Michigan’s bread-and-butter industry has been soaring along for the last seven years, posting record profits and sales.
But the dramatic moves at Ford Motor Co. is a reminder that this isn’t necessarily a cyclical industry anymore, but one that is in perpetual disruption. It’s also an industry that has learned the hard way about the dangers of waiting too long to respond to warning signs.
Ford first announced it was trimming a sizable chunk of its white collar workforce — some reports said up to 10 percent — in what appeared a desperate cost-cutting move aimed at driving up its wilting stock price.
That was followed by the dumping of its chief executive officer, Mark Fields, who has presided over several solid sales and earnings years after taking over from Ford’s crisis savior, Alan Mulally.

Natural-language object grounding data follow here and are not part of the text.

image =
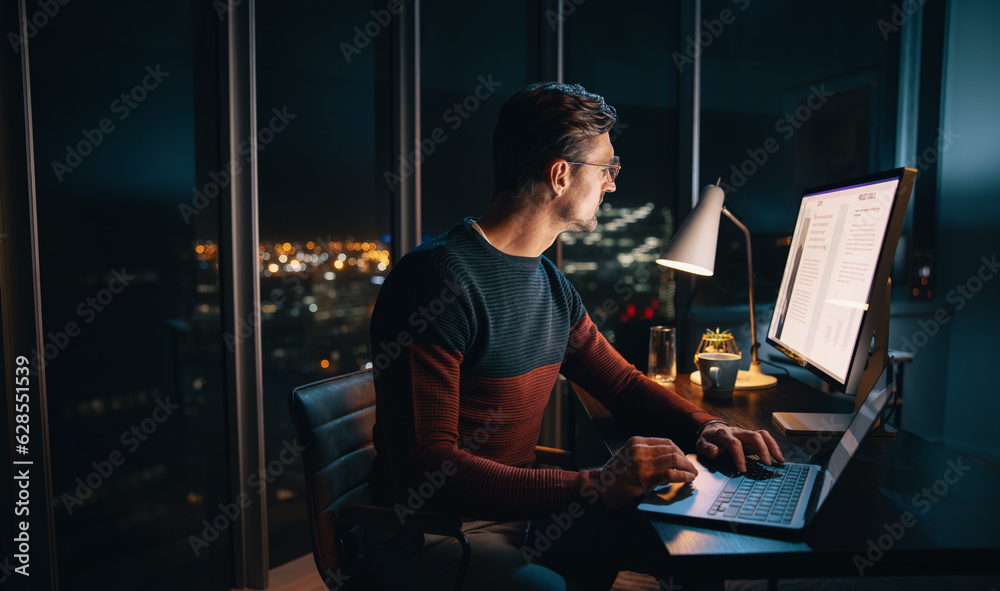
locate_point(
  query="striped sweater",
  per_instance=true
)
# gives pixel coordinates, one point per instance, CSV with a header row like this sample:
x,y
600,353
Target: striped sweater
x,y
467,344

Traditionally, such drastic steps come in response to dismal financial performance.
But here’s the environment in which Ford made the moves:
■2016 net income was $4.6 billion, for an operating margin of 6.7 percent.
■Blue-collar workers claimed their second largest profit sharing checks ever, averaging $9,000 each.

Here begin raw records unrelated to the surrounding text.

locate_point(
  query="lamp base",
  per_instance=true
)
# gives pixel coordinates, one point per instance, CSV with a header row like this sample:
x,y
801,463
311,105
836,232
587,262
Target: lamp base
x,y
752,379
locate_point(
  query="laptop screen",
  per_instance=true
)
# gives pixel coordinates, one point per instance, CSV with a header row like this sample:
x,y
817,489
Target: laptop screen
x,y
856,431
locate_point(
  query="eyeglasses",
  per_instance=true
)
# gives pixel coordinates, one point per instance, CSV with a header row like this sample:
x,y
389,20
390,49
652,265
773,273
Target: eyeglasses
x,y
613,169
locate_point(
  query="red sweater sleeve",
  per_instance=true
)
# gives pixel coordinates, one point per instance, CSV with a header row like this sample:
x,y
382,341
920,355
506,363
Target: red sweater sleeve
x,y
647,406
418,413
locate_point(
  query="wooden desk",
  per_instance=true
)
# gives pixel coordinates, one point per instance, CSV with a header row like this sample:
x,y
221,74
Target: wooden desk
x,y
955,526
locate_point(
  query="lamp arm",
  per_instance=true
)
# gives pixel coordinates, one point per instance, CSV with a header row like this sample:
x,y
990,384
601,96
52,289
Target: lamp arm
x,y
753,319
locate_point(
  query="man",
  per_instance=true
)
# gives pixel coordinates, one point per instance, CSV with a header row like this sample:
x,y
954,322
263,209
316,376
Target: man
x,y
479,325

■Ford finished the year with automotive cash on hand of $27.5 billion, against cash net debt of $11.6 billion. Shareholders received $3.5 billion in dividends.
■And vehicle sales, at 2.6 million, were the best in a decade, as the automaker launched 18 new products.

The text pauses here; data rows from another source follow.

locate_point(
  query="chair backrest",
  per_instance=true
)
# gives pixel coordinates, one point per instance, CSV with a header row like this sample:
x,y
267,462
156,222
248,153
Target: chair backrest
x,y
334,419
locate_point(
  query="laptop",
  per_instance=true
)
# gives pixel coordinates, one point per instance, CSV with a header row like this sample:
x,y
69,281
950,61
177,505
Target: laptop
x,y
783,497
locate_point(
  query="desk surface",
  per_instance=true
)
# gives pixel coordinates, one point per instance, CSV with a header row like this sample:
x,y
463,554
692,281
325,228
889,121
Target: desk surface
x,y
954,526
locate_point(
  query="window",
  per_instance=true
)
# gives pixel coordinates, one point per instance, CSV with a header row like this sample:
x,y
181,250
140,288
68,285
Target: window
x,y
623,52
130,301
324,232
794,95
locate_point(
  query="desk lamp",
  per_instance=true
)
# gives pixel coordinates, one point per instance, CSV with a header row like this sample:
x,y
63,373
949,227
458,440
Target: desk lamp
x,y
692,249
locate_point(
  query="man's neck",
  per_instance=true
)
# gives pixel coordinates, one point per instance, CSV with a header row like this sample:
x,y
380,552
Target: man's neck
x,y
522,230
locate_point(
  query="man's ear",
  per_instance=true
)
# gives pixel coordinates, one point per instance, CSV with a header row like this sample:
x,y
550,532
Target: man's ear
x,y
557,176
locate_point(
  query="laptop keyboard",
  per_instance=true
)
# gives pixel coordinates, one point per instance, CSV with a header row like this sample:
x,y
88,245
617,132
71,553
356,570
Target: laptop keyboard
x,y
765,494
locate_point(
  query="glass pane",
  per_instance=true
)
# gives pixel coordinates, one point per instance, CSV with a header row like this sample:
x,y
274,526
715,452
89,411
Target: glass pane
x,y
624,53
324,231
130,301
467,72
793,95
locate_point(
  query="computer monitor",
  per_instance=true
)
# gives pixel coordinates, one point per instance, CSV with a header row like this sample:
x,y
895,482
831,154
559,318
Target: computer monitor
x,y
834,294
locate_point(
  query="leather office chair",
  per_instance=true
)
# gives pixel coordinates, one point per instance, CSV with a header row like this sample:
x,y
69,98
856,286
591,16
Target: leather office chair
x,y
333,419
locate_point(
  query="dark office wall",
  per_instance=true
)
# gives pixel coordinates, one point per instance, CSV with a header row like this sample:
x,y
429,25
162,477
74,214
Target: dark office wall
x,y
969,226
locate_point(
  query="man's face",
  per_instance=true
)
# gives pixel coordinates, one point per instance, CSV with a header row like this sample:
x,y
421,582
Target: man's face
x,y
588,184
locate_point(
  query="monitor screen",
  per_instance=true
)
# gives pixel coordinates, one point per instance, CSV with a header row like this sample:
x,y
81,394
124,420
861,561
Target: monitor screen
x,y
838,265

That reads like a solid year.
But more than any other time in its history, the auto industry and its investors are looking forward. And what it sees is dark clouds.
North American sales are tapering off, and Ford’s market share declined slightly. The Dearborn automaker has not moved as swiftly as General Motors Co. to shed less profitable overseas operations and contain costs elsewhere.
And nobody is quite certain how the mobility revolution, including electric and self-driving vehicles, will impact Ford, or any of the automakers, for that matter.
So investors have turned cool to a company they loved just a few years ago, when Mulally was at the helm. Stocks fell roughly 40 percent during Fields’ tenure.
Now there’s a new leader, Jim Hackett, a retired Steelcase CEO who was plucked from retirement once already to restore the University of Michigan’s troubled football program.
His claim to fame is hiring Jim Harbaugh to lead the Wolverines.
Hackett, who serves on Ford’s board of directors and was recently brought in under Fields to run Ford’s mobility unit, is in some ways an odd choice.
At 62, he’s the age at which most auto executives retire, not take on the top job. He spent most of his career at Steelcase, an office furniture maker, with little experience in the transportation industry.
But he has a reputation as a turnaround wizard. And although Ford would not seem to need a complete overhaul, the automaker’s owners are looking to Hackett to create a more nimble an innovative company, and one better prepared to respond to the rapidly changing automotive landscape.
They also want an executive who knows how to deliver value for stockholders. In this case, the shareholders include Ford family members including Executive Chairman Bill Ford.
Michigan needs Hackett to succeed at this assignment. Ford is one of the state’s largest employers and taxpayers, and we’ve seen what happens to the quality of life here when auto companies fall behind.